Conflict of Interest:No conflicts of interest.

Author Contributions:

  • Conceptualization: MCD.

  • Data curation: MCD, HTN, BTD.

  • Formal analysis: MCD, BTD.

  • Investigation: MCD, HTN.

  • Methodology: MCD, HTN.

  • Project administration: MCD, HTN.

  • Software: MCD.

  • Supervision: MCD.

  • Validation: MCD, HTN.

  • Visualization: MCD, HTN.

  • Writing - original draft: MCD.

  • Writing - review & editing: MCD, HTN, BTD.

Appendix 1

Questionnaire

I. General information

*To assist study participants in completing the questionnaire easily, the currency was converted to VND and the unit was VND per month in the Vietnamese version of the questionnaire.

II. Range of trust relationships related to COVID-19 vaccination

1. Accept COVID-19 vaccine if the government recommended it

2. Accept COVID-19 vaccine if employer recommended it

3. Accept COVID-19 vaccine if physician recommended it

4. Accept COVID-19 vaccine if nurse recommended it

5. Accept COVID-19 vaccine if pharmacist recommended it

6. Accept COVID-19 vaccine if the senior family member recommended it

7. Accept COVID-19 vaccine if the religious leader recommended it

III. References and concerns regarding the COVID-19 vaccine and vaccination

1. Where do you prefer to get vaccinated for COVID-19? (check all if appropriate)

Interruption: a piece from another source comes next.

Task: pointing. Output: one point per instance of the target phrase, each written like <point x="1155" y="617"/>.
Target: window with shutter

□ Public hospitals □ Private practices □ Private hospitals □ Health stations

2. Several COVID-19 vaccines are expected to be available. What are your most important concerns regarding these new vaccines (check all if appropriate)?

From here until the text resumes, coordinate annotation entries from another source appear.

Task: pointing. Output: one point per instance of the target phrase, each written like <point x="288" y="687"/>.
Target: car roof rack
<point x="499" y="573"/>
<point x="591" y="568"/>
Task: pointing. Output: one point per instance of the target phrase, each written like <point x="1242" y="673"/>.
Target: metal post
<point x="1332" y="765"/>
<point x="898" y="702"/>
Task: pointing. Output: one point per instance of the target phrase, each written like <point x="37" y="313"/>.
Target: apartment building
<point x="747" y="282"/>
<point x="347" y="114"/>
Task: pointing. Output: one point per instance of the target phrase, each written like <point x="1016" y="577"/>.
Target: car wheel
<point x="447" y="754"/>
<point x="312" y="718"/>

□ Cost □ Number of injections □ Effectiveness □ Side effects

3. Several COVID-19 vaccines are expected to be available. Would you rather wait and see what other people do regarding these new vaccines?

□ Yes □ No

4. Has distance to the vaccination center influenced your intention to get vaccinated for COVID-19?

□ Yes □ No

5. Has waiting time in vaccination center influenced your intention to get vaccinated for COVID-19?

□ Yes □ No

6. Has travel cost influenced your intention to get vaccinated for COVID-19?

□ Yes □ No

7. Has vaccine cost influenced your intention to get vaccinated for COVID-19?

□ Yes □ No

8. Has number of injections influenced your intention to get vaccinated for COVID-19?

□ Yes □ No

9. Did you believe that the available COVID-19 vaccines are safe for yourself?